Postby Nancy » Tue 27 Mar, 2007 19:15

I saw a DIY website for building a swimming pool (you can find it yourself if you google swimming pools and cinderblock).

He claims that...

"The pool wall is fabricated out of standard 8" X 8" X 16" cinder blocks as shown. The first course of block is set into a concrete footing and the remaining blocks are stacked, not mortared, 5, 6 or 7 blocks high and filled with rebar and concrete. The pool bottom can be either compacted sand or a more professional perlite and concrete mix. A custom vinyl pool liner, ordered to your exact pool dimensions, attaches to the top of the pool via a track and is cushioned from the concrete block with packing foam. "

We're thinking about building a pool and as you guys all sound like you know your pools, can you answer these questions for us?

Is cinderblock commonly used in the building process for swimming pools?

From an engineering stand point, would this work?

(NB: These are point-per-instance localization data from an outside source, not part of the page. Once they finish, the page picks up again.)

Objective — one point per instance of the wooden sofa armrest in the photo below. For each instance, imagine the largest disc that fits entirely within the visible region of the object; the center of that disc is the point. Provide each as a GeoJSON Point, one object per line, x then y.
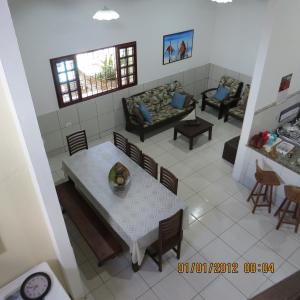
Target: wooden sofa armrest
{"type": "Point", "coordinates": [232, 102]}
{"type": "Point", "coordinates": [204, 94]}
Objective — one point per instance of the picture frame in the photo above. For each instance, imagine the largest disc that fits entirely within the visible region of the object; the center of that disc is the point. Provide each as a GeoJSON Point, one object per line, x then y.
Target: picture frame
{"type": "Point", "coordinates": [177, 46]}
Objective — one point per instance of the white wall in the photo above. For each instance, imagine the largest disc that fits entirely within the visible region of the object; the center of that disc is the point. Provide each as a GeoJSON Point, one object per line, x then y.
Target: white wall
{"type": "Point", "coordinates": [47, 29]}
{"type": "Point", "coordinates": [278, 55]}
{"type": "Point", "coordinates": [26, 175]}
{"type": "Point", "coordinates": [237, 35]}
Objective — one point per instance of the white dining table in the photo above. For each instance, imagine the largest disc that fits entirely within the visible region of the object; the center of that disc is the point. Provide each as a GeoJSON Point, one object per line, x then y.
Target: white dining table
{"type": "Point", "coordinates": [134, 213]}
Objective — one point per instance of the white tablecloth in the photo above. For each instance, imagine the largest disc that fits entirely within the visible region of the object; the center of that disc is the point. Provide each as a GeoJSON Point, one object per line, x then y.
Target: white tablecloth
{"type": "Point", "coordinates": [135, 213]}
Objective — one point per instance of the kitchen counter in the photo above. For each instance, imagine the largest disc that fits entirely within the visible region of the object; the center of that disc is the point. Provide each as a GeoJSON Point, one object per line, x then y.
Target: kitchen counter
{"type": "Point", "coordinates": [290, 163]}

Would it be safe?

Thanks kindly for any info you can give us!


Postby Guest » Thu 29 Mar, 2007 14:03

I'm waiting patiently. :)

my pool is block but no liner

Postby nota » Sun 01 Apr, 2007 13:50

my pool is block but no liner solid concrete bottom and filled block walls
the large 38x18 poolwas built in 1955 and they just donot build them like that any more do to costs
we are in miami

Postby Nancy » Sun 01 Apr, 2007 18:57

Thanks Nota
I've done a little research myself and been told that if it's in ground and back-filled with a continuous pour for the floor, it should be fine.
We're not going to put in a liner either, just going to plaster it with a white plaster.

Postby Guest » Mon 02 Apr, 2007 18:53

plan on the plaster cracking in a step pattern that follows the block in about 2 years even if chicken wire and a brown coat are applied. Cinder block pools were not meant to be plastered.

Postby Nancy » Tue 10 Apr, 2007 02:05

Pool User
Is there that much difference between plastering over poured cement and cement cinderblocks? What causes the cracking?

Nota, have you had any problems with the plaster cracking?

Postby lunitcfringe » Thu 12 Apr, 2007 12:28

of course you can build a pool that way-its how it was done decades ago, just like most basements walls used to be cinderblock and most our poured concrete nowadays

sound like you shouled get a few cases of beer and invite your friends over for a pool building party-you can knock it out on a saturday

post pictures when youre done!

Cinderblock pool walls?

Postby dmay85 » Sat 07 Mar, 2009 19:17

So, if I understand you all correctly, cinder block pools are old school but reliable, and notably cheaper that nearly any other in ground option. I am thinking of doing this myslef next year...hire a guy to dig the hole, run the electric, and the rest myself. Is this an example of the industry making something more complicated than it has to be so us mere mortals won't attempt it without all their overpaid help?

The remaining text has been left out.